Technology has become the ultimate equalizer in dismantling the traditional middleman system. In organizations like Baani in Punjab, the implementation of Direct Bank Transfers (DBT) and dedicated mobile applications has significantly improved supply chain transparency.

When payments are "invisible" and digital, they are significantly less susceptible to being diverted by male relatives before reaching the producer. This digital autonomy shifts the balance of household power, as women gain direct control over financial resources and long-term decision-making. The Baani app, featuring real-time milk quality data and digital passbooks, transforms "unrecorded labor" into a verifiable financial track record.

Technical Mastery: Beyond the Backyard

The archaic label of the "unskilled" rural laborer is being dismantled by the widespread adoption of advanced agricultural technology. Rural women are no longer just "keeping cows"; they are managing complex bio-technical and logistical services:

  • Precision Breeding: Successfully managing sex-sorted semen technology—which boasts a 90% success rate in Gujarat—to strategically increase female calf populations.
  • Advanced Livestock Management: Implementing In-vitro Fertilization (IVF) and managing climate-resilient breeds like Gir and Jaffrabadi.
  • Quality Assurance: Operating digital milk testing equipment and data processing units to meet international sanitary standards.

Entrepreneurs like Nikki Pilania Chaudhary of Mango Dairies exemplify this transition. By moving from "backyard" farming to a structured business model focused on forage-based nutrition and sustainable genetics, women are proving that technical mastery is not a function of formal literacy, but of institutional opportunity.

White Revolution 2.0: The Institutional Future

The government's "White Revolution 2.0" is designed to formalize this momentum, transitioning cooperatives from collection points to central hubs for social and technical development. The Ministry of Cooperation aims to leverage the National Dairy Development Program 2.0 (NPDD 2.0) to achieve unprecedented scale.

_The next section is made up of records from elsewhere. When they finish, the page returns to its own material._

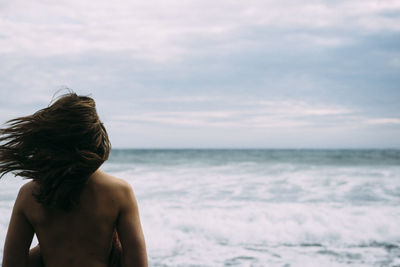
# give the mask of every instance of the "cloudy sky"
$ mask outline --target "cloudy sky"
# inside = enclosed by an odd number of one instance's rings
[[[0,121],[63,87],[114,147],[400,148],[400,1],[0,1]]]

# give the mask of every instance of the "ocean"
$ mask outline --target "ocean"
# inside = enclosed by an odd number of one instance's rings
[[[400,266],[400,150],[114,149],[102,169],[135,191],[150,266]],[[24,182],[0,181],[1,244]]]

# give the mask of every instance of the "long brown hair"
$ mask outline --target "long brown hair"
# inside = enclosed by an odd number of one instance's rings
[[[69,210],[110,150],[94,100],[70,92],[0,129],[0,177],[12,172],[32,179],[39,203]]]

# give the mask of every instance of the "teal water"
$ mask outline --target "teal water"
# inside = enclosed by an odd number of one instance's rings
[[[399,165],[396,149],[114,149],[109,162],[210,165],[235,162],[293,163],[310,165]]]

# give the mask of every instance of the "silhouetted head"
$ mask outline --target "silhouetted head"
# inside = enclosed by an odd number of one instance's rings
[[[75,93],[6,126],[0,129],[0,175],[13,172],[33,179],[39,184],[34,196],[47,207],[76,205],[111,149],[94,100]]]

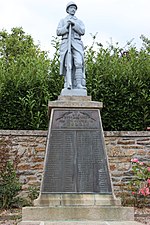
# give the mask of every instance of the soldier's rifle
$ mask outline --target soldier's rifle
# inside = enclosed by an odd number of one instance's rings
[[[68,53],[67,53],[67,73],[66,82],[67,88],[72,88],[72,53],[71,53],[71,24],[69,25],[69,35],[68,35]]]

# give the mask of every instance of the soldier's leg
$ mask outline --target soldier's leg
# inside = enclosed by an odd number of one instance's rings
[[[72,60],[72,59],[71,59]],[[67,89],[71,89],[72,88],[72,81],[71,81],[71,76],[72,76],[72,72],[70,72],[70,74],[68,74],[68,57],[67,54],[65,55],[65,70],[66,70],[66,74],[64,77],[64,88]]]
[[[83,78],[83,57],[80,52],[73,50],[73,58],[75,65],[75,79],[76,79],[76,87],[77,88],[85,88],[82,86],[82,78]]]

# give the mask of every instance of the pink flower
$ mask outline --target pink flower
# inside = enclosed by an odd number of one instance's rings
[[[135,195],[135,192],[134,191],[132,191],[132,195]]]
[[[143,196],[147,196],[150,194],[150,191],[149,191],[149,188],[148,187],[144,187],[144,188],[141,188],[139,190],[139,194],[143,195]]]
[[[137,158],[134,158],[134,159],[131,159],[131,162],[137,163],[137,162],[139,162],[139,160]]]
[[[150,184],[150,179],[147,180],[147,183]]]
[[[141,166],[143,166],[143,165],[144,165],[144,163],[143,163],[143,162],[140,162],[139,164],[140,164]]]
[[[148,172],[150,172],[150,167],[147,168]]]

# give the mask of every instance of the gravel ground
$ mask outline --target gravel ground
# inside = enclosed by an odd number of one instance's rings
[[[150,208],[135,208],[135,220],[150,225]],[[20,221],[21,209],[0,211],[0,225],[17,225]]]
[[[0,225],[17,225],[21,221],[21,209],[1,210]]]
[[[150,208],[135,208],[135,220],[150,225]]]

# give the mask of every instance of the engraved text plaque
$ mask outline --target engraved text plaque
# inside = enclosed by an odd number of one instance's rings
[[[98,109],[53,109],[42,193],[111,194]]]

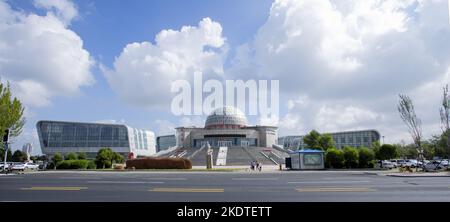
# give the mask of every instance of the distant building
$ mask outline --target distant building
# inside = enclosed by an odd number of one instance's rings
[[[342,149],[344,146],[370,147],[374,142],[380,141],[380,133],[376,130],[359,130],[328,133],[333,137],[336,148]],[[287,149],[297,150],[307,148],[303,142],[305,135],[284,136],[278,138],[278,145]]]
[[[167,150],[177,145],[175,135],[166,135],[156,137],[156,152]]]
[[[86,153],[95,158],[101,148],[111,148],[125,158],[151,156],[156,153],[155,134],[122,124],[39,121],[36,124],[44,154]]]
[[[27,154],[27,160],[30,161],[31,152],[33,152],[33,145],[31,143],[27,143],[22,146],[22,152]]]

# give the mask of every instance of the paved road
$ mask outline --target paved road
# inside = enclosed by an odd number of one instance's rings
[[[449,177],[364,172],[38,172],[0,176],[0,201],[450,201]]]

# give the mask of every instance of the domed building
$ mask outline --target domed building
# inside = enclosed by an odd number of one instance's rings
[[[206,118],[204,128],[176,130],[177,147],[184,148],[201,148],[207,143],[212,147],[272,147],[278,138],[277,127],[250,126],[244,113],[230,106],[214,110]]]

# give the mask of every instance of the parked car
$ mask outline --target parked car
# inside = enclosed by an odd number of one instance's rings
[[[394,168],[397,168],[398,164],[397,164],[397,160],[391,160],[392,165],[394,165]]]
[[[398,167],[404,167],[404,166],[406,166],[406,160],[404,160],[404,159],[397,160],[397,166],[398,166]]]
[[[390,160],[378,161],[378,167],[382,169],[392,169],[394,164]]]
[[[425,171],[436,171],[436,170],[444,170],[448,168],[448,161],[439,161],[439,160],[433,160],[425,164],[424,170]]]
[[[43,162],[43,163],[39,164],[39,169],[40,170],[45,170],[45,169],[47,169],[47,165],[48,165],[47,162]]]
[[[25,170],[25,164],[24,163],[12,163],[12,170]]]
[[[35,163],[25,163],[25,170],[38,170],[39,165]]]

Key Strategic Targets for 2028-29:

  • Cooperative Expansion: Setting up 75,000 new Dairy Cooperative Societies (DCS) in uncovered areas and strengthening 46,422 existing societies.
  • Procurement Acceleration: Increasing the procurement of dairy cooperatives by 50% over the next five years.
  • Output Volume: Reaching a definitive procurement target of 1,007 lakh kg per day by the end of the 2028-29 fiscal year.

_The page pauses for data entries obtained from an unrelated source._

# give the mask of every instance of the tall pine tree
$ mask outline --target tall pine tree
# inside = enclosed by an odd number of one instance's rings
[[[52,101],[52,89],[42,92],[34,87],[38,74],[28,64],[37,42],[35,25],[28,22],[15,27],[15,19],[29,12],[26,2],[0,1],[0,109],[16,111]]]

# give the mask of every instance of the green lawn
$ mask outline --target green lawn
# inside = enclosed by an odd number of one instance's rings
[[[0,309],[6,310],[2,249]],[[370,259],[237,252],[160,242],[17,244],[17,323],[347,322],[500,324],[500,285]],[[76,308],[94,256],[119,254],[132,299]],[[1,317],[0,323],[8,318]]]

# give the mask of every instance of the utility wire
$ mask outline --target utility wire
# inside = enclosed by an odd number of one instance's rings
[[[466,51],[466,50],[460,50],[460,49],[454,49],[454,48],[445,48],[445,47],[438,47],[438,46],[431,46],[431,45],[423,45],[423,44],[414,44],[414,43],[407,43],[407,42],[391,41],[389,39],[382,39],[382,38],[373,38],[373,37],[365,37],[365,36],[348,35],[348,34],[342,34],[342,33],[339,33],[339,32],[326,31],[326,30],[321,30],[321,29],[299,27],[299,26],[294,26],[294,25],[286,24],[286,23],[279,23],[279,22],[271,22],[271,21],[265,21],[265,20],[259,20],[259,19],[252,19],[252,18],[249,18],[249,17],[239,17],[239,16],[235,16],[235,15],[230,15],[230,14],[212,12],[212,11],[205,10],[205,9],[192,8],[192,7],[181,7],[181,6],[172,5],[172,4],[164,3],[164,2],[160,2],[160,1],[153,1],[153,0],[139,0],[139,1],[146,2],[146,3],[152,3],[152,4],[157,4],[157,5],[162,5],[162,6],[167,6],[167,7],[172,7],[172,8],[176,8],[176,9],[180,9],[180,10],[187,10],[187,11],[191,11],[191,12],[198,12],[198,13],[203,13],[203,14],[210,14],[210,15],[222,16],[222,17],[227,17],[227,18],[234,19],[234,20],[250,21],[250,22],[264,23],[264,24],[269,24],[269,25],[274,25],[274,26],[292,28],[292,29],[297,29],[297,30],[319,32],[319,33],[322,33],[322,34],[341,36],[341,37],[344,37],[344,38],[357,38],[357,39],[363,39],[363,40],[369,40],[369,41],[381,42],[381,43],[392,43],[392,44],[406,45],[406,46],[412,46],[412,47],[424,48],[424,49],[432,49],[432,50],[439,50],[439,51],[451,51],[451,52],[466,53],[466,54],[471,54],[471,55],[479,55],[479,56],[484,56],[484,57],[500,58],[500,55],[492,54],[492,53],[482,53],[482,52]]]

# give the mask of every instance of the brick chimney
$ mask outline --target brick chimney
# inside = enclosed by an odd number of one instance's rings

Conclusion: A New Social Status

Beyond mere survival, India’s dairy sector has emerged as a premier vehicle for upward social mobility and institutional agency. This structural transformation has allowed women to redefine their social status by securing direct authority over household finances and community leadership. The movement shows that when labor is formalized through ownership, the economic ripple effects can restructure the very foundations of the rural economy.

Final Takeaway: If women can lead a multi-crore revolution in the world’s largest milk industry, what other "invisible" sectors are waiting for a similar awakening?